List all subgroups of the symmetry group of the regular $n$-gon.
If $n$ is prime, there are only $n+1$ subgroups: subgroup of all rotations and $n$ subgroups with $2$ elements (one reflection and rotation by zero degrees).
But if $n$ is composite, there are additional subgroups in the group of rotations, namely rotations by angle $\frac{\pi}{k},\ k|n$. Also there are subgroups containing rotations and reflections, number of which I can't found. I know that $s_\alpha s_\beta=r_{2(\alpha-\beta)}$, where $s_\alpha$ is a reflection by the line inlcined at an angle $\alpha$ to the horizontal axis. So if a subgroup contains $r_\alpha$ and $s_\beta$, it contains their product $s_{\beta – \frac{\alpha}{2}}$.
What is the best way to count all subgroups for each $n$?

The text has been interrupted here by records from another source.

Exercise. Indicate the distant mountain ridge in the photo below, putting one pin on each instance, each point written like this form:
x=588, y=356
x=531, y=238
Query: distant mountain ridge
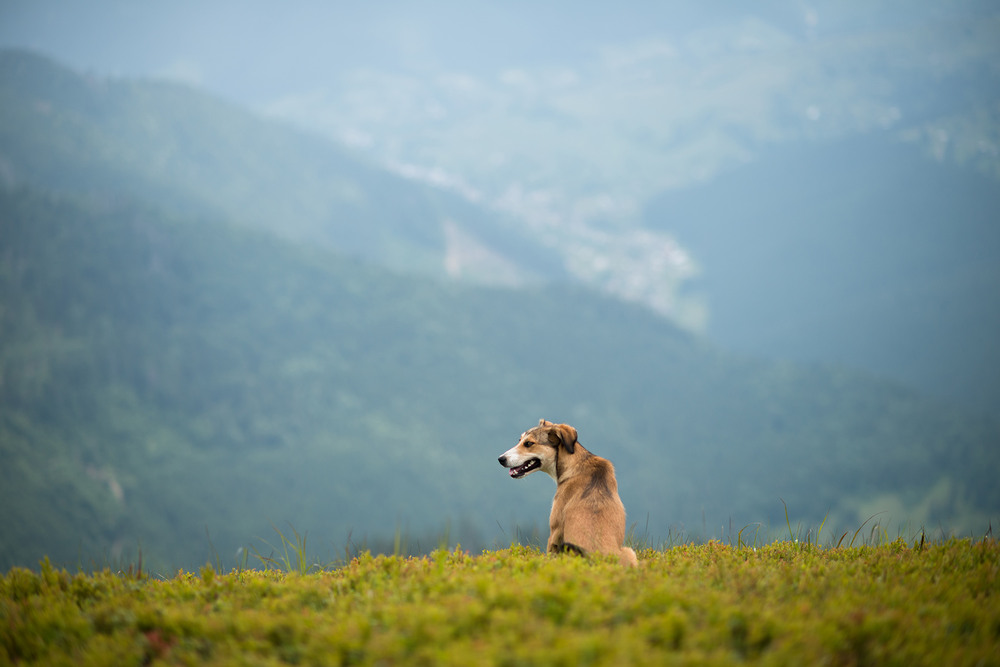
x=170, y=368
x=181, y=383
x=857, y=252
x=188, y=151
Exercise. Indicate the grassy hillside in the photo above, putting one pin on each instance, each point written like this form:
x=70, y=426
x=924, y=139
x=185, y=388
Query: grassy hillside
x=178, y=385
x=783, y=604
x=858, y=252
x=187, y=151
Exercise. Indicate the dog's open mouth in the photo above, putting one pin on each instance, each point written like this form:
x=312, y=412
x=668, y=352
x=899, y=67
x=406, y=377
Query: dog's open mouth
x=521, y=471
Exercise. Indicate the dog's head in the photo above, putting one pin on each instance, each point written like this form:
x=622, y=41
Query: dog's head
x=537, y=449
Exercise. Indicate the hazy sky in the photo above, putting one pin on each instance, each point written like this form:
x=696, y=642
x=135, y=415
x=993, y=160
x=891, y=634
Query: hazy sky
x=255, y=50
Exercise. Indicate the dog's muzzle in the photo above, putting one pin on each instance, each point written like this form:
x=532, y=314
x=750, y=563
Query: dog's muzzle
x=521, y=470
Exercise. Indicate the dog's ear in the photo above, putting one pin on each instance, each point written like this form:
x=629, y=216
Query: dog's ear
x=565, y=435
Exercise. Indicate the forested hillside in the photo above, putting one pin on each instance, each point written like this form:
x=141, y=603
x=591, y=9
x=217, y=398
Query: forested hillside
x=187, y=151
x=178, y=383
x=859, y=252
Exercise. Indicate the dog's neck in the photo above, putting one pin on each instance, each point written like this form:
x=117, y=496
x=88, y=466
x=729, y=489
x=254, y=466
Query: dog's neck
x=564, y=469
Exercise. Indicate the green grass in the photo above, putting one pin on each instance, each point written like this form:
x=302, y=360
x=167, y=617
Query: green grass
x=789, y=602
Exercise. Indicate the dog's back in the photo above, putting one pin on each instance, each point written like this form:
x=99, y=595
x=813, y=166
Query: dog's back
x=589, y=509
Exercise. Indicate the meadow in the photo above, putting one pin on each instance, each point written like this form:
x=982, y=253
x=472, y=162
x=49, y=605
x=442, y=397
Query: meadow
x=787, y=602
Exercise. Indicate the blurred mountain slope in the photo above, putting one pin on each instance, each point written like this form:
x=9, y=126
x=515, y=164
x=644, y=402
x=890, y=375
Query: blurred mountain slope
x=164, y=376
x=858, y=252
x=188, y=151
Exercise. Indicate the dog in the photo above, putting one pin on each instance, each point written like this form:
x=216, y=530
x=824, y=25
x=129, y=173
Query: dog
x=587, y=514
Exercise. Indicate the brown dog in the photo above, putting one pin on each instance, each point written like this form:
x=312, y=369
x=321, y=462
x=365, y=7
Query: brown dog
x=587, y=514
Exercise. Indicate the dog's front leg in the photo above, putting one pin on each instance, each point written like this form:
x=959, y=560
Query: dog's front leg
x=555, y=530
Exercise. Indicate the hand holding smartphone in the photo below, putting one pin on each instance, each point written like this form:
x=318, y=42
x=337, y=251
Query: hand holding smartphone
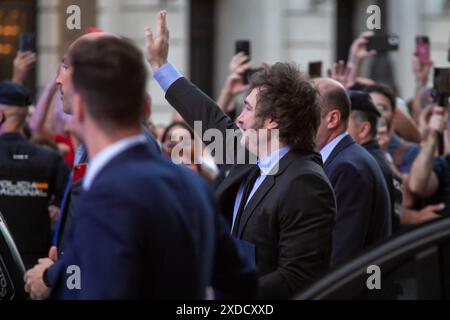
x=27, y=42
x=244, y=46
x=384, y=43
x=423, y=49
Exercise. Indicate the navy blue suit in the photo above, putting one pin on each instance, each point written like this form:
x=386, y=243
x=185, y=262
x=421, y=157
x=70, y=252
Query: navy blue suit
x=363, y=203
x=146, y=229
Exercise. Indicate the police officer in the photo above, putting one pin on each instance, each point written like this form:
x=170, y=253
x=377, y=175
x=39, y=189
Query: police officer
x=31, y=177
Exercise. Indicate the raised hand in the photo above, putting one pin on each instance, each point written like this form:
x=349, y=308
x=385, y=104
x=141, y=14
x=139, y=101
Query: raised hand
x=22, y=65
x=157, y=45
x=358, y=50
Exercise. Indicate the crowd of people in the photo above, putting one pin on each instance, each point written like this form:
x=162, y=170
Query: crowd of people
x=88, y=180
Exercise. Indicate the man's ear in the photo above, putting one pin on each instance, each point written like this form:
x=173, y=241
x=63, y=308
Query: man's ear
x=79, y=109
x=333, y=119
x=270, y=124
x=365, y=129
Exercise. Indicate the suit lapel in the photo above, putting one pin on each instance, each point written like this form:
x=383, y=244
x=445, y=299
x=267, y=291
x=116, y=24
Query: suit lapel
x=264, y=189
x=259, y=195
x=236, y=175
x=344, y=143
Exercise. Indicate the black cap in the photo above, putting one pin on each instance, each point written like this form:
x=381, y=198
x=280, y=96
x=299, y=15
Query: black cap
x=362, y=101
x=13, y=94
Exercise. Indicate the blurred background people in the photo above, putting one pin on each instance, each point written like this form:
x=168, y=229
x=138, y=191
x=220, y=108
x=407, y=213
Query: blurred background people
x=364, y=215
x=32, y=177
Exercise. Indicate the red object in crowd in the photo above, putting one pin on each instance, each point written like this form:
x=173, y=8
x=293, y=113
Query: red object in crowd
x=78, y=172
x=93, y=30
x=70, y=156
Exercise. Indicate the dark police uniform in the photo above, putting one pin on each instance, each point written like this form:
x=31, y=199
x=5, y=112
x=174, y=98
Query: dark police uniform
x=362, y=102
x=31, y=178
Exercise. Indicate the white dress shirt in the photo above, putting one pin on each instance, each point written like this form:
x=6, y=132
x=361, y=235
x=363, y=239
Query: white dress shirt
x=102, y=158
x=328, y=149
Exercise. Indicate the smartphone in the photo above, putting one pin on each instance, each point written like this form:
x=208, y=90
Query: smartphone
x=27, y=41
x=423, y=49
x=242, y=46
x=250, y=73
x=441, y=86
x=384, y=43
x=449, y=52
x=315, y=69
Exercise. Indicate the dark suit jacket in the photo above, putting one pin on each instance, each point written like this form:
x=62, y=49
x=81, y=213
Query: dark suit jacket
x=69, y=205
x=289, y=219
x=393, y=182
x=364, y=213
x=145, y=229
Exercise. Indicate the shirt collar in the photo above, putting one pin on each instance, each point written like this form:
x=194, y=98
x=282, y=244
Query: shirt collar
x=13, y=136
x=268, y=163
x=328, y=149
x=106, y=155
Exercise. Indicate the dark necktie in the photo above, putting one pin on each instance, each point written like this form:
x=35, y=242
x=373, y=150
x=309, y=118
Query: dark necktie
x=250, y=182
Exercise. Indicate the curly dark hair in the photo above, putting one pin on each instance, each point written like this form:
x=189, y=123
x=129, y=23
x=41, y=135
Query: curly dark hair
x=290, y=99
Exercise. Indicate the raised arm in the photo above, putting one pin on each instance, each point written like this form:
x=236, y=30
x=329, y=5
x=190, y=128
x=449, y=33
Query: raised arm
x=196, y=108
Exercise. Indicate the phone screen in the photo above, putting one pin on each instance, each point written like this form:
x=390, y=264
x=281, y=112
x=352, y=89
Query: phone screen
x=27, y=42
x=441, y=86
x=423, y=49
x=315, y=69
x=242, y=46
x=384, y=43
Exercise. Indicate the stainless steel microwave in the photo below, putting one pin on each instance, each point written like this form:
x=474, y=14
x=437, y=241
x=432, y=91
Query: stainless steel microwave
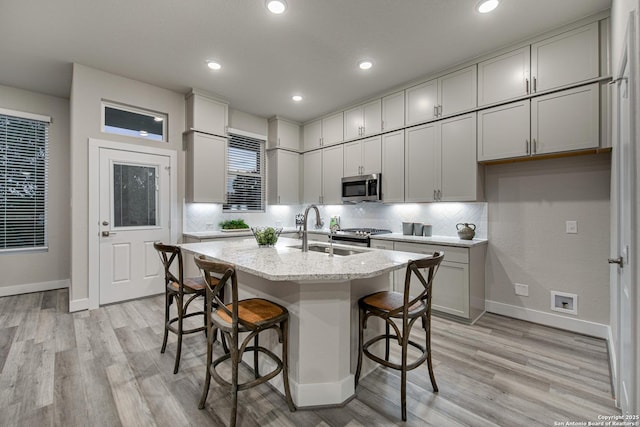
x=362, y=188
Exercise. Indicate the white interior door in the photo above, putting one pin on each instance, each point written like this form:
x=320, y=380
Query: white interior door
x=626, y=212
x=134, y=212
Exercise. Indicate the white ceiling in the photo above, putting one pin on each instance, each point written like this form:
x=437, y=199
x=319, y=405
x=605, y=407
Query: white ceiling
x=312, y=49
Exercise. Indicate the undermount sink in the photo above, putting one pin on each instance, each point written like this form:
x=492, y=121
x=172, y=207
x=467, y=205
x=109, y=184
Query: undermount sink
x=314, y=247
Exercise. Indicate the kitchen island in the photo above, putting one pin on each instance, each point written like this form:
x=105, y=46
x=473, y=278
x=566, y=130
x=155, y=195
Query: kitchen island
x=321, y=294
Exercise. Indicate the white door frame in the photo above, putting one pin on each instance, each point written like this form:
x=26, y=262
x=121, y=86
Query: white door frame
x=94, y=194
x=630, y=58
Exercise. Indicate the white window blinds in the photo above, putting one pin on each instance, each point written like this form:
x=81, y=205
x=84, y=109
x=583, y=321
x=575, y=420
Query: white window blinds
x=245, y=174
x=23, y=182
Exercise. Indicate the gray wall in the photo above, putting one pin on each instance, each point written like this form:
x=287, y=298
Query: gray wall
x=528, y=205
x=53, y=265
x=89, y=87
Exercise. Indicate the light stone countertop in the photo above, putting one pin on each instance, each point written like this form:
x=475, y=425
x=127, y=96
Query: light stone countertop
x=284, y=263
x=432, y=240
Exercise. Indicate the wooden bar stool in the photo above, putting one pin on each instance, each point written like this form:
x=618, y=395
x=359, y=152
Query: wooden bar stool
x=251, y=316
x=405, y=309
x=184, y=291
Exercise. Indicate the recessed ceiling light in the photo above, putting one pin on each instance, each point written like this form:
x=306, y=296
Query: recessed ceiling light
x=486, y=6
x=276, y=6
x=214, y=65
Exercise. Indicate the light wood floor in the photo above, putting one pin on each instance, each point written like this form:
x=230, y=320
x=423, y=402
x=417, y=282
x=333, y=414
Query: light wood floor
x=104, y=368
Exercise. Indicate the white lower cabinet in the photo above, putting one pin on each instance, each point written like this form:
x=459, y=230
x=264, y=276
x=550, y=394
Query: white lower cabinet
x=458, y=288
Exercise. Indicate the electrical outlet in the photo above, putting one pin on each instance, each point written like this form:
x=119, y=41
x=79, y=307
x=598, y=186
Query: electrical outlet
x=522, y=290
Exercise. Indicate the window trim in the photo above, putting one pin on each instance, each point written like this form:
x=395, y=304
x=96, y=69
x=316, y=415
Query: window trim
x=48, y=121
x=136, y=110
x=263, y=175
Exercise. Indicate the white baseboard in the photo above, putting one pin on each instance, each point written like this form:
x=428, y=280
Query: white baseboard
x=585, y=327
x=33, y=287
x=78, y=305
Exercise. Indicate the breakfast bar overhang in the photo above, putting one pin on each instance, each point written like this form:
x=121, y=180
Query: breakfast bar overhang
x=321, y=294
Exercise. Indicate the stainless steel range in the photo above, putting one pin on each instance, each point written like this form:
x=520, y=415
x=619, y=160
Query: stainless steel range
x=357, y=236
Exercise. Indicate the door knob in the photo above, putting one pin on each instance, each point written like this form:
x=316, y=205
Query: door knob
x=616, y=261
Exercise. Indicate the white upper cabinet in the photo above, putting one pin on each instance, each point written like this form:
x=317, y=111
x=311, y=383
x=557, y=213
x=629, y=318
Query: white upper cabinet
x=206, y=163
x=363, y=157
x=450, y=94
x=567, y=58
x=566, y=121
x=421, y=102
x=284, y=177
x=393, y=167
x=332, y=172
x=420, y=163
x=284, y=134
x=503, y=132
x=312, y=177
x=363, y=120
x=504, y=77
x=312, y=132
x=332, y=129
x=393, y=112
x=205, y=114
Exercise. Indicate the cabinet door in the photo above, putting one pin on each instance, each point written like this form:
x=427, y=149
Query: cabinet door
x=451, y=289
x=504, y=77
x=353, y=123
x=332, y=129
x=284, y=176
x=207, y=168
x=459, y=169
x=206, y=115
x=566, y=121
x=372, y=117
x=332, y=173
x=567, y=58
x=503, y=132
x=312, y=135
x=371, y=155
x=420, y=163
x=421, y=102
x=352, y=158
x=458, y=91
x=393, y=111
x=393, y=167
x=312, y=186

Update: I have found an group-theoretic answer at http://ysharifi.wordpress.com/2011/02/17/subgroups-of-dihedral-groups-1/
Later I will post the answer below.
Best Answer
The dihedral group of order $2n$ is generated by rotation $x$ through an angle $\frac{2\pi}{n}$ and a "flip" or reflection $y$. (These satisfy the relations $x^n=y^2=1$ and $yx^i=x^{-i}y$). The subgroup generated by $x$ is isomorphic to $(\mathbb{Z}/n\mathbb{Z},+)$, which has a cyclic subgroup or order $d$ for each positive divisor $d$ of $n$. Likewise, corresponding to each of these cyclic subgroups is a dihedral subgroup of order $2d$, the symmetry group of the $d$-gon. These subgroups can also be represented by the generators: $$ \left<x^{n/d}\right> \cong C_d \cong \left(\mathbb{Z}/d\mathbb{Z},+\right) $$ $$ \left<x^{n/d},~y\right> \cong D_d $$ Thus, up to isomorphism, there are $2\tau(n)$ subgroups of $D_n$. However, the union of each coset $y\left<x^{n/d}\right>x^i=\{yx^{i+jk}|0\leq k<d\}$ with $\left<x^{n/d}\right>$ , for $0\leq i<k=n/d$, is isomorphic to $D_d$, forming a distinct dihedral subgroup of $D_n$ within each isomorphism class (this is Yaghoub Sharifi's Lemma 3 in @sergey-filkin's link). Since for each $d|n$ there are $n/d$ such cosets, we get $\sum_{d|n}\frac{n}d=\sum_{d|n}d=\sigma(n)$ different dihedral subgroups and $\tau(n)$ different cyclic subgroups of $D_n$, or $\tau(n)+\sigma(n)$ total subgroups of $D_n$.